Homography versus affine

It helps to place the homography against its simpler cousin, the affine transformation. Affine is what you get when you forbid perspective: a 2×3 matrix, six degrees of freedom, needing only three point correspondences. Crucially, affine maps preserve parallelism, parallel lines stay parallel, which makes them right for gentle rotations, scaling, and shear but wrong for strong perspective.

| Property | Affine | Homography | |---|---|---| | Matrix size | 2×3 (6 DOF) | 3×3 (8 DOF) | | Parallel lines | Preserved | Not preserved | | Best for | Small rotations, modest skew | Strong perspective | | Points needed | 3 | 4 |

The homography is the strictly more powerful map. The moment your scene shows real foreshortening, a road narrowing to the horizon, a document photographed from a low angle, you need those two extra degrees of freedom in the bottom row.

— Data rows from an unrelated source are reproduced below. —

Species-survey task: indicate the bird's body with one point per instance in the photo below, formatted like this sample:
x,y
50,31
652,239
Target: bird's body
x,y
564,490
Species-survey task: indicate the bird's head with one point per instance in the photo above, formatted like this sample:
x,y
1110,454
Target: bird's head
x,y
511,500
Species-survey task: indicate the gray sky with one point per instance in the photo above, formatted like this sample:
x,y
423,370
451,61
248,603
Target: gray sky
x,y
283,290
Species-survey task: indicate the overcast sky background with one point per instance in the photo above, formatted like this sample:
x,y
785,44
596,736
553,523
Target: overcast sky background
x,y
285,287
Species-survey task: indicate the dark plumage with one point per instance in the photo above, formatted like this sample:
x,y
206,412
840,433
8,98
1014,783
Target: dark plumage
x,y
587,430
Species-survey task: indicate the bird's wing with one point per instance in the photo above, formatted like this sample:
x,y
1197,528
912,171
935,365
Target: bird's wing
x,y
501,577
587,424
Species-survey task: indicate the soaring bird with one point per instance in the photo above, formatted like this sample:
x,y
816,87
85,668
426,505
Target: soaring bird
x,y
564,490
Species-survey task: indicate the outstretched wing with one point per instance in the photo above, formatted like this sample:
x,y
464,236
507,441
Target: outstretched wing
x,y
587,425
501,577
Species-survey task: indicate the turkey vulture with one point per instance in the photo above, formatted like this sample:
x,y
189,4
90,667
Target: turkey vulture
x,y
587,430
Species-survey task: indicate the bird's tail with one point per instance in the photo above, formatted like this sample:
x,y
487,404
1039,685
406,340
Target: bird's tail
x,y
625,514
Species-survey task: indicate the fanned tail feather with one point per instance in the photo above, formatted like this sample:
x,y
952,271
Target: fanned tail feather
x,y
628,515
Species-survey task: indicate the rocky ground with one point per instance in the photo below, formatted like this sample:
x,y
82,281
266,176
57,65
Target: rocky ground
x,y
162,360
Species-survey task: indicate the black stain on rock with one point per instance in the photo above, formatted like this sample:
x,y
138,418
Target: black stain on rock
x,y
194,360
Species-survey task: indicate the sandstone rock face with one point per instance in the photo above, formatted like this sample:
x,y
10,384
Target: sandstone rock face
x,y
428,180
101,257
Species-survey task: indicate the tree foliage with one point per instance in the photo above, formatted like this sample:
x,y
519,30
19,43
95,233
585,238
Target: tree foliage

A projective-geometry diagram: a pencil of straight lines radiating from a single point, crossed by two transversal lines, illustrating how a projection maps points along the rays.
Projection in the plane: rays through a center cut transversals at corresponding points. This single picture is the seed of every perspective transformation. — Krishnavedala, CC0

These applications all reduce to "find H, then warp." Document scanners detect paper corners and rectify them to a clean rectangle. Panorama stitchers match overlapping frames and align them. Augmented-reality apps track a flat marker and overlay virtual objects in correct perspective. Sports broadcasts map the camera view onto an overhead pitch diagram to draw offside lines that hug the grass. Different goals, one matrix.

Key takeaways

Three centuries ago, draftsmen learned to make a flat drawing look like a room receding into depth, and called the rule that governed it perspective. Mathematicians later gave it points at infinity and named it a projective transformation. Engineers wrapped it in nine numbers and called it H. It is all the same gesture: the chessboard that tilts but never lies, the panorama that swings true so long as you pivot in place, the document that springs back into a clean rectangle. Drag four corners and you hold, in the palm of one matrix, the oldest trick in the art of seeing.